When we move to the veryhigh strictness level, another example that comes up is trailing whitespace. I want to remove trailing whitespace from lines of code; but because my editor automatically indents, blank lines also get indented to the same level as the most recent non-blank line. This whitespace on otherwise blank lines counts as trailing whitespace, so I get far too many warning messages.

Thirdly, classes that have too few (fewer than two) public methods are warned against; the advice is that classes shouldn't be used for data storage, but should include functions. If the only purpose is data storage, then a data structure like a dictionary is more appropriate. However, again because of the work-in-progress status of the code being analysed, I've defined certain classes that currently only register data, but at some point will include methods. So in the meantime I want to turn this check off.

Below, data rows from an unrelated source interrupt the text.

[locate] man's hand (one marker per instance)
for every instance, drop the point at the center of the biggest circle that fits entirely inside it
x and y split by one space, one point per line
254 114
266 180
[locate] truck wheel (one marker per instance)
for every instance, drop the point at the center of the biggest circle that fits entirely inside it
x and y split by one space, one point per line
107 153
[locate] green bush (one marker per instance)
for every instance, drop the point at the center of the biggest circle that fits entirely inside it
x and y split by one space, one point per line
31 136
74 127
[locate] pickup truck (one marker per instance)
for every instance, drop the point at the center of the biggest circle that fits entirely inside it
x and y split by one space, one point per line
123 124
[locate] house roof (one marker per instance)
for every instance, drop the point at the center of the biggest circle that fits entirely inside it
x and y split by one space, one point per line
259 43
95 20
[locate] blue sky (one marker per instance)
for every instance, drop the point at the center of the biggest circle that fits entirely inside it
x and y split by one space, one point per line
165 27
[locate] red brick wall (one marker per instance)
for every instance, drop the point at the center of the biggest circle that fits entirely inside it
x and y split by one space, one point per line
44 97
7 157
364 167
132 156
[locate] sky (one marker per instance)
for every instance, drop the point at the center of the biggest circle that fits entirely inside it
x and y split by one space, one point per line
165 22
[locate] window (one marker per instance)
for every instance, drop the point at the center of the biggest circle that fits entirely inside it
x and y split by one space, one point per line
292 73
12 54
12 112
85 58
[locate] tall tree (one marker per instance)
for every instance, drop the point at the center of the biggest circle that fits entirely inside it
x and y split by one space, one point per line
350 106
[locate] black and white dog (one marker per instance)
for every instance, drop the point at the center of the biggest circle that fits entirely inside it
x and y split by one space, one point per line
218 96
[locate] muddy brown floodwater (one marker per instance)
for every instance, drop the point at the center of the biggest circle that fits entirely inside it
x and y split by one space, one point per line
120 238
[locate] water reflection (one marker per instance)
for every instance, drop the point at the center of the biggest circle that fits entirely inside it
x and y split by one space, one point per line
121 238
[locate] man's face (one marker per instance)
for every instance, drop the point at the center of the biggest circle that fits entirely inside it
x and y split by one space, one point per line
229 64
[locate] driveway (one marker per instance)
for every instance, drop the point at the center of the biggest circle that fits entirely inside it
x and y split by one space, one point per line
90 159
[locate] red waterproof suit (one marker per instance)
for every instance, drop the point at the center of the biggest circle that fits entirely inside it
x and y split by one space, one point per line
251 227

The fine-tuning is done using profiles. A profile is just a YAML file with some configuration information, so you can give different projects different rule sets by giving them their own configuration file. An example is:

strictness: veryhigh
ignore-paths: QA
pylint:
disable:
- invalid-name
- trailing-whitespace
- too-few-public-methods

The really nice part is that configurations can inherit from other configurations. For example, Prospector's different --strictness options are really just different pre-defined profiles, and the example above has been set up to inherit from the --strictness veryhigh profile. The project-specific tweaks are:

• Ignore the directory called QA and its contents (which in this project contains temporary/intermediate files). This can also be achieved by using --ignore-paths QA on the command line.
• Disable the invalid-name messages from Pylint.
• Disable the trailing-whitespace messages from Pylint
• Disable the too-few-public-methods messages from Pylint